One family member wrote of her determination to remain calm, “she was never more cool and collected than whilst confronting the flinty-hearted scoundrels”.

Helen described it as “vile, mad, crazy, imbecile conduct of the mad doctors here as also the matron, Mrs Leslie”. Helen alleged that the letters she sent were destroyed, although she made her own copies of each.

During her time there she wrote these letters which give us an insight into her mindset, and along with letters written by physicians, friends, and family, were copied and printed in 1863.

They possibly do not tell the whole story, however from what the archive centre can gather Helen firmly points the finger of blame at her eldest brother, Hugh Munro-Mackenzie of Ardross and Dundonnell.

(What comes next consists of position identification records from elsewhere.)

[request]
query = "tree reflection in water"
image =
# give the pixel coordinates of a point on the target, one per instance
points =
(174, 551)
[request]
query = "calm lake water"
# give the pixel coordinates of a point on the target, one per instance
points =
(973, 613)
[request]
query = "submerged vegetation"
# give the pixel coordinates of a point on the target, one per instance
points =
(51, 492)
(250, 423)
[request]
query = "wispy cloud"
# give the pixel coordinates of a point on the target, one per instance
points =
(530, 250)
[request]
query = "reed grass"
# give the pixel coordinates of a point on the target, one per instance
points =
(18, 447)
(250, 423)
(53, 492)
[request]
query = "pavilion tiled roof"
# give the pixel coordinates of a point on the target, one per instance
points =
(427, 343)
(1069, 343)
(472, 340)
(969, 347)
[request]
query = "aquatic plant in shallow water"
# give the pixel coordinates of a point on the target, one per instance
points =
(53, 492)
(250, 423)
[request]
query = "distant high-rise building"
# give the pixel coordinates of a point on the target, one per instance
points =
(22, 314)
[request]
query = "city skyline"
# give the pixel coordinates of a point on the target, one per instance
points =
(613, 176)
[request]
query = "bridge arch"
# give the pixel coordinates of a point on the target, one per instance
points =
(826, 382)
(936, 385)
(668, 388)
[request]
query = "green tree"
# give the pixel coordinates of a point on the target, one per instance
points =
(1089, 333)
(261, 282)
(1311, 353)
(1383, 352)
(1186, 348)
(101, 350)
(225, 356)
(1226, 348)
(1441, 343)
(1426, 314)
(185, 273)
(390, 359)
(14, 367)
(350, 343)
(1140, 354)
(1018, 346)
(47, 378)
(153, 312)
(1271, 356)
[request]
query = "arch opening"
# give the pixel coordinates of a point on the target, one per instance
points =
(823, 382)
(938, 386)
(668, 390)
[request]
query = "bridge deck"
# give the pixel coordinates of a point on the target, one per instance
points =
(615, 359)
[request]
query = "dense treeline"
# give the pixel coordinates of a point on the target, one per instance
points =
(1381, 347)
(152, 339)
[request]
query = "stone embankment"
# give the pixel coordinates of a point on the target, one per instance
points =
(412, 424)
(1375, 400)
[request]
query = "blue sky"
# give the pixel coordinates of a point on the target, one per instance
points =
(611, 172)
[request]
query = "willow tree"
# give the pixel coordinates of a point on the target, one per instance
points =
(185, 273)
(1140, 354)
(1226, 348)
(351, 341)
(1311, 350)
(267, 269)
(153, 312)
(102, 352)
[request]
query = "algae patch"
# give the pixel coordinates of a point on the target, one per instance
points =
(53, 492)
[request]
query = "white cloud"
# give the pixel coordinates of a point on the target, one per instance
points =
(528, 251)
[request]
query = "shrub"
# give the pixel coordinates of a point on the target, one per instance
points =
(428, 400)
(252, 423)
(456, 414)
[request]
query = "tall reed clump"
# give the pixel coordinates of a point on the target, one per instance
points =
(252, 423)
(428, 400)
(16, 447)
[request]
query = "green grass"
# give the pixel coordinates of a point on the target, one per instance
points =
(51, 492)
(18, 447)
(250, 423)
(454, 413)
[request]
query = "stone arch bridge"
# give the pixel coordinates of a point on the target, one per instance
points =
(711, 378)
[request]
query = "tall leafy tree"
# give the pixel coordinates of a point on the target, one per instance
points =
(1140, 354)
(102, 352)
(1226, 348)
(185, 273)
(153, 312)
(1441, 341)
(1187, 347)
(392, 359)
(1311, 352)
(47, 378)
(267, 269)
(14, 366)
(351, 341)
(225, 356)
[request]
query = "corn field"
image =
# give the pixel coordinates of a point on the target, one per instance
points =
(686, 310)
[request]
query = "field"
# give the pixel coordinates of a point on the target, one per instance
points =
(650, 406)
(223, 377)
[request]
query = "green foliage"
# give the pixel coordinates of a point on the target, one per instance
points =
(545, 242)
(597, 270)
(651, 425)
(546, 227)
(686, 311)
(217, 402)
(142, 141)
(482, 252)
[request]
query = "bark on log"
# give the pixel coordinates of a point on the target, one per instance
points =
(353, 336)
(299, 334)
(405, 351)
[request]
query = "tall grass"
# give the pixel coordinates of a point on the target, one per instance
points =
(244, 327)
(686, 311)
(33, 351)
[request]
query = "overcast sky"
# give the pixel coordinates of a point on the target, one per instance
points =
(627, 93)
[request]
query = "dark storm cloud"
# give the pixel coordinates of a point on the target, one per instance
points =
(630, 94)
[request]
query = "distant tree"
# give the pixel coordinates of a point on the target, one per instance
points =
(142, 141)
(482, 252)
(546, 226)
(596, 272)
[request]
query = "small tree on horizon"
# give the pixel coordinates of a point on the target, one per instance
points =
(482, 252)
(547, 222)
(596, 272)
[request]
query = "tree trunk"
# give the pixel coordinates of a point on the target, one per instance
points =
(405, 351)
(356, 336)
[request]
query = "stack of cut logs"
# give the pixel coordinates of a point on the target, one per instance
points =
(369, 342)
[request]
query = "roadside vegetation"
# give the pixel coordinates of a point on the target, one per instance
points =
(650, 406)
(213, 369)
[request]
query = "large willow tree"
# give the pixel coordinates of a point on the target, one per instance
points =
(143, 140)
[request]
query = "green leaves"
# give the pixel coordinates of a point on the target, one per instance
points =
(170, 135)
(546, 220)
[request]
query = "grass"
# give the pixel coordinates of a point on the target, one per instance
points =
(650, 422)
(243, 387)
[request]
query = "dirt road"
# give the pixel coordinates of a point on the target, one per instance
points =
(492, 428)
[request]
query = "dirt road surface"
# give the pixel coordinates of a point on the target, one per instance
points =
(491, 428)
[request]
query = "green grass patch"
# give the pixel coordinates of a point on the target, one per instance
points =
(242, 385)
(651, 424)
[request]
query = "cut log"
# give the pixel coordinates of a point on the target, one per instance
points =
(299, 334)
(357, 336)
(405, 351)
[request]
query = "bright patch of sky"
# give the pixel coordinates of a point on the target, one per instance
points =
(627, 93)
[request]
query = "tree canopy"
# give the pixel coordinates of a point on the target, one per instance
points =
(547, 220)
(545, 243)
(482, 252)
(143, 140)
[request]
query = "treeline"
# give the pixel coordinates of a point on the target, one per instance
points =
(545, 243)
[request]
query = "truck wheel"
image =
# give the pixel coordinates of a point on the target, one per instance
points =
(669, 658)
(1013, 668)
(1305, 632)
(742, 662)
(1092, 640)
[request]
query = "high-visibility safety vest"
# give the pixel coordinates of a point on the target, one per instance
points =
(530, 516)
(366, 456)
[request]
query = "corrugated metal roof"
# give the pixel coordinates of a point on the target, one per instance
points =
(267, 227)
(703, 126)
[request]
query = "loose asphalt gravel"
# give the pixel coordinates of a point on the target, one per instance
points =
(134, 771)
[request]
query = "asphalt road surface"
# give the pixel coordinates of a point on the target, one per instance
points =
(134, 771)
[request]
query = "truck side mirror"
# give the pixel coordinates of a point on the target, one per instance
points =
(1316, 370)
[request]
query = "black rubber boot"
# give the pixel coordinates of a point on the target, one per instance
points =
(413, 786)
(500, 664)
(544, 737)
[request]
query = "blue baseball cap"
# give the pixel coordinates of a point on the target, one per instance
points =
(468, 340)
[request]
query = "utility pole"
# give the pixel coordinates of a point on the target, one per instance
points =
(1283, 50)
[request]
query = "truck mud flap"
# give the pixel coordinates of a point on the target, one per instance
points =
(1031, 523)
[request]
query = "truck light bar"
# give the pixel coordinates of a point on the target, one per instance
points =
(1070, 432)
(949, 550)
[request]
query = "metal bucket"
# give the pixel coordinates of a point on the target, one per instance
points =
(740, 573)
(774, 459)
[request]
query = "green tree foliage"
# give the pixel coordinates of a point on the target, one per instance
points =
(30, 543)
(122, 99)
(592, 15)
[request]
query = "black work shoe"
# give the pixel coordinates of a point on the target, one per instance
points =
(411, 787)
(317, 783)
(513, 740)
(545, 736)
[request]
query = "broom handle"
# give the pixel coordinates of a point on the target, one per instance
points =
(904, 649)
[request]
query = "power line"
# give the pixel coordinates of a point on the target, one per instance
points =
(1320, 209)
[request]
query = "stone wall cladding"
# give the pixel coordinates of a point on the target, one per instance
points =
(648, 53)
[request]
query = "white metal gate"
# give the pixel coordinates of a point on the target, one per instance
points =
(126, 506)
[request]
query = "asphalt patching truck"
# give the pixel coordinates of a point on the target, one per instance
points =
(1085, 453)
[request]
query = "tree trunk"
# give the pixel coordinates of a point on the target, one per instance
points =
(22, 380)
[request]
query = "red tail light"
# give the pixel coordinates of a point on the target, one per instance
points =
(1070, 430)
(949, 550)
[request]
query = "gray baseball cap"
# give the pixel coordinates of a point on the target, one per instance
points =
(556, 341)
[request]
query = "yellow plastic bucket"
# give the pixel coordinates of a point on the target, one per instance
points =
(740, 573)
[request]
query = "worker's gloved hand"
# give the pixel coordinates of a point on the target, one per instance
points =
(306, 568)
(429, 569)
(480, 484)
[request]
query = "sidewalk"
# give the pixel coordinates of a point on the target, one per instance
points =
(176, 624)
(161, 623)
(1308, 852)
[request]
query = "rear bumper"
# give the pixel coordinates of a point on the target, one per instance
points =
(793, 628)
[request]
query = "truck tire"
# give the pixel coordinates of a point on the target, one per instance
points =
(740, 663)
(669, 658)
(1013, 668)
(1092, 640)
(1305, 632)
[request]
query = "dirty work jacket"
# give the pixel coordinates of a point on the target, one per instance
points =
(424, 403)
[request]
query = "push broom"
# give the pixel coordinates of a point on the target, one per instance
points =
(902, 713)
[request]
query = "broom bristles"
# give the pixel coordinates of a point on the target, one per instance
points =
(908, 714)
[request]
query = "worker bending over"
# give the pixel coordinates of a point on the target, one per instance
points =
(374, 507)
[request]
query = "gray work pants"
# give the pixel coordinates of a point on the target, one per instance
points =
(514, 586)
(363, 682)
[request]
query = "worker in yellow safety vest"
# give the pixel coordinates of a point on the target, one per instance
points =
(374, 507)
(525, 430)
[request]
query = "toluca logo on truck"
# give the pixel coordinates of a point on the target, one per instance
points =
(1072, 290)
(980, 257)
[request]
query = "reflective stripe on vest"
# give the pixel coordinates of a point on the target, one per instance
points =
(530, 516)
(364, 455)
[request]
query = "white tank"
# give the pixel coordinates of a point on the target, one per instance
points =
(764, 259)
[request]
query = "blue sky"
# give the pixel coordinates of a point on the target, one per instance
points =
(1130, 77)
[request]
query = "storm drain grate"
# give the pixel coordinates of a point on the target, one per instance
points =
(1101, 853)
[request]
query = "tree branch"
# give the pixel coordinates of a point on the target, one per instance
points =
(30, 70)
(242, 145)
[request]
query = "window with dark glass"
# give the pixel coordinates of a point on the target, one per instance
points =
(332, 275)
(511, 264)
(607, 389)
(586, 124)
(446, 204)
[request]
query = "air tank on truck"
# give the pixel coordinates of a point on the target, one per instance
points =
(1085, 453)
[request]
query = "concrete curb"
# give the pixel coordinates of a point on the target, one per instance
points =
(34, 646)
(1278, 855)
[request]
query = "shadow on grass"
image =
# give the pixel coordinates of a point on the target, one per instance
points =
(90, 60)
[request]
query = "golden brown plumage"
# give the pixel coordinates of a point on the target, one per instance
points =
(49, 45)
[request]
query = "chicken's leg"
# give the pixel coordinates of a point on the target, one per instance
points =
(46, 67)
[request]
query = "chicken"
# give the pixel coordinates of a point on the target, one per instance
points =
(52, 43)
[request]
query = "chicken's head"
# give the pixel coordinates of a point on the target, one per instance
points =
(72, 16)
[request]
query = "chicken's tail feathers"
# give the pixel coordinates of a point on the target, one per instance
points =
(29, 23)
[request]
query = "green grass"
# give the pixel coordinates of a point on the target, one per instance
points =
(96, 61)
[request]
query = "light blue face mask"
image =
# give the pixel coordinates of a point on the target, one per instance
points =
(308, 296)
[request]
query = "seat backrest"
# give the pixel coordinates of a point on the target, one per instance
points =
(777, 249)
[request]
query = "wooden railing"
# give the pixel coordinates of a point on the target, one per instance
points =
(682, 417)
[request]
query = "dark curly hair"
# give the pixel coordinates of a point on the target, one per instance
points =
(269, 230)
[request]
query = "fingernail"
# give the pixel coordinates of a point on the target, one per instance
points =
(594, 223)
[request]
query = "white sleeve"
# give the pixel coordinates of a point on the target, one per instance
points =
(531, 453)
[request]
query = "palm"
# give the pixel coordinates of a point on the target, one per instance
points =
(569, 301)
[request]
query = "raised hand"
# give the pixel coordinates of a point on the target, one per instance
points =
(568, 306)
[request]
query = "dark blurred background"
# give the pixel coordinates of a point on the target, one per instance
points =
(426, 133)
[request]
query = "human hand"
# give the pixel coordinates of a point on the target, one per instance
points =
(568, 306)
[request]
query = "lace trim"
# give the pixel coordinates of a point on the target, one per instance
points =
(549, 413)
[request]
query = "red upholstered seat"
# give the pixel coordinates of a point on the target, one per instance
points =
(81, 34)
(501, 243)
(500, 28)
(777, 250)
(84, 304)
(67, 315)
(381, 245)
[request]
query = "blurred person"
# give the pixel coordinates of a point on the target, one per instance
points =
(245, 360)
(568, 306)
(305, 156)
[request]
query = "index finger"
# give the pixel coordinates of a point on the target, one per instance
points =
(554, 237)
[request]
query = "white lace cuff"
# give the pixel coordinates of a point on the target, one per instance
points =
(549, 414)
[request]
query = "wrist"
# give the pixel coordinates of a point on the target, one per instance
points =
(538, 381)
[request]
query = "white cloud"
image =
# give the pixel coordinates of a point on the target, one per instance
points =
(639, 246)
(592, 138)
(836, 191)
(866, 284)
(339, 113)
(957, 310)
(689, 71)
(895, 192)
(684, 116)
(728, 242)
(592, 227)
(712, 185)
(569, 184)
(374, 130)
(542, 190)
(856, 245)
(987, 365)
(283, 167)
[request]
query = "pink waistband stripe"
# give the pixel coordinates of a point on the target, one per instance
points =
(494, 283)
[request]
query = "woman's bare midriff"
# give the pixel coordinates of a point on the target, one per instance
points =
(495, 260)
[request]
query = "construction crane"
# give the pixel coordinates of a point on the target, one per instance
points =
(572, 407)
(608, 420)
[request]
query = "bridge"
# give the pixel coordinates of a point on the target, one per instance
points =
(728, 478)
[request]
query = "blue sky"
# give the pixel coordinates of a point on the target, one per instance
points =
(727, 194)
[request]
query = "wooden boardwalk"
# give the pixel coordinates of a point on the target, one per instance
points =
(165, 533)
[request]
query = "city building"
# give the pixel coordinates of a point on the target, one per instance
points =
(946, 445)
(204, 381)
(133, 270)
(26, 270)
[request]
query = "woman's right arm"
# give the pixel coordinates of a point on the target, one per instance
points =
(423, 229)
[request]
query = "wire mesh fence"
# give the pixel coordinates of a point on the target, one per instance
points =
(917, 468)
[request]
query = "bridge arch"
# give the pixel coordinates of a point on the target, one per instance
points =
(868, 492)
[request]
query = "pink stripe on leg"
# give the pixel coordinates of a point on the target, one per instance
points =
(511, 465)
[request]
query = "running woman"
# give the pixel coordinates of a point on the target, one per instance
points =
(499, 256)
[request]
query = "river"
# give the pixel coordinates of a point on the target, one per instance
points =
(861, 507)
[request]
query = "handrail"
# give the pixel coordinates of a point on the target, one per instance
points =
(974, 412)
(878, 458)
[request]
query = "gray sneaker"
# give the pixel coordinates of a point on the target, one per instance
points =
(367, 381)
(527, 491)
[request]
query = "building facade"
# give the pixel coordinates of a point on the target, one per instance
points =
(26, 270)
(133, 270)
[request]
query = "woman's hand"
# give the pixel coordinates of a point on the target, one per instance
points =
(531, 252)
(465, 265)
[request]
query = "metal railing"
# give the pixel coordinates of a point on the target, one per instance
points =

“Could he have orchestrated the kidnap and incarceration of his own widowed sister, in the prospect of benefitting financially from her estate?” asked centre archivist Jennifer Johnstone. “In a letter she wrote to Hugh she said she did not have the words to “express the disgust and abhorrence [she felt] in being obliged to address so debased, unprincipled, unfeeling a brute.”

Helen was eventually freed from the asylum after at least 20 months held against her will.

“Whether the justice she sought was ever served is unclear from the documents we hold here, although the letters survive to tell her version of events,” added Ms Johnstone. “Helen Mackenzie-Ross lived to the age of 75, dying in 1887 in Dunoon, where she stayed in her later years.”